Ciało 15-letniego chłopca znaleziono w pokoju, który zajmował w Młodzieżowym Ośrodku Wychowawczym w Łańcucie w poniedziałek 7 września około godz. 10.00. Martwego nastolatka znalazł jego współlokator.
- W dniu 7 września około godz. 10:00 współlokator, po odebraniu śniadania, poinformował wychowawcę, że kolega z pokoju leży w łóżku i prawdopodobnie nie żyje. Wychowawca wezwał pomoc medyczną. Lekarz z Pogotowia ratunkowego stwierdził zgon. - informuje nas prokurator rejonowy Marek Jękot z Prokuratury Rejonowej w Łańcucie.
15-latek trafił do Niepublicznego Młodzieżowego Ośrodka Wychowawczego w Łańcucie 3 września 2020 roku. Jak wynika ze wstępnych ustaleń, do ośrodka został skierowany przez sąd. Został umieszczony w dwuosobowym pokoju z innym wychowankiem ośrodka, gdzie miał przebywać przez 7 dni zgodnie z procedurami ośrodka w związku z epidemią koronawirusa. Według informacji podanych przez RMF FM chłopiec trafił do Łańcuta bezpośrednio z policyjnej izby dziecka w Katowicach, wcześniej miał przebywać w domu dziecka w Bytomiu.
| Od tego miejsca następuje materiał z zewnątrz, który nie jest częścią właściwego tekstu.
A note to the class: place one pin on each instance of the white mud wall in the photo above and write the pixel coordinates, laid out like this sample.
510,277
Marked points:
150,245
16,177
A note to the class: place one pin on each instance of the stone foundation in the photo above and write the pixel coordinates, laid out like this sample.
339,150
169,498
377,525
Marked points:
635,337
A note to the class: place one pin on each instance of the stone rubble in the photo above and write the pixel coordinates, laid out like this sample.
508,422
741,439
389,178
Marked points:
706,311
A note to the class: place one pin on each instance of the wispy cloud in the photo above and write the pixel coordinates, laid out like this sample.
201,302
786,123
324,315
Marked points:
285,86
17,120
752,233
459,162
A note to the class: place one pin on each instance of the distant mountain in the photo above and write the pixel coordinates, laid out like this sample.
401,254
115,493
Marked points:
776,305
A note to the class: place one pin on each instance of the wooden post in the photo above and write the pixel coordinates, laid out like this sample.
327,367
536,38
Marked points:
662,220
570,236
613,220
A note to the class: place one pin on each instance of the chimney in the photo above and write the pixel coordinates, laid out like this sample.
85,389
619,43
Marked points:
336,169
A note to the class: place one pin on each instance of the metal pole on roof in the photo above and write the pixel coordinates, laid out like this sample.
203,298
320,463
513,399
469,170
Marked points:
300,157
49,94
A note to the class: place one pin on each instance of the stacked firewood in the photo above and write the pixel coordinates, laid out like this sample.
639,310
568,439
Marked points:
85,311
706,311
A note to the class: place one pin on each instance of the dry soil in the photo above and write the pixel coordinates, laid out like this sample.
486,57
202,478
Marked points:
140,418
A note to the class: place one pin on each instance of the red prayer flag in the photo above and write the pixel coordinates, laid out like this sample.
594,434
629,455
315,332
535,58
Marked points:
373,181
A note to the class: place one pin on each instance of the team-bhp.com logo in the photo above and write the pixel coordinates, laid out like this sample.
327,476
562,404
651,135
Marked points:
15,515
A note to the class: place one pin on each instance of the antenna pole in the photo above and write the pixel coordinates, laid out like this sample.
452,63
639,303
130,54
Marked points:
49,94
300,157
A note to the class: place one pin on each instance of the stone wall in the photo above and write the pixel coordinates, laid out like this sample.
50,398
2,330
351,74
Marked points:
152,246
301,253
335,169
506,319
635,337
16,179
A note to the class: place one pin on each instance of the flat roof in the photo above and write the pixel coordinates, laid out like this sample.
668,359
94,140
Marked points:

Z informacji RMF FM wynika, że 15-latek pod nadzorem pielęgniarki przyjmował w ośrodku leki. Trwa śledztwo pod nadzorem prokuratury. Zabezpieczono zapis monitoringu.
- Niezwłocznie prokurator przeprowadził oględziny miejsca ujawnienia zwłok oraz zwłok z udziałem biegłego lekarza. Zabezpieczono zapis monitoringu z korytarza NMOW w Łańcucie obejmującego wejście do pomieszczenia, w którym przebywał zmarły małoletni. Przesłuchano w charakterze świadków wychowawców NMOW w Łańcucie. - mówi Marek Jękot z Prokuratury Rejonowej w Łańcucie.
Zabezpieczono zwłoki 15-latka do badań. Przeprowadzenie sekcji zwłok zaplanowano na 10 września. Jak informuje Prokuratura Rejonowa w Łańcucie śledztwo prowadzone będzie o czyn z art. 155 kodeksu karnego (nieumyślne spowodowanie śmierci).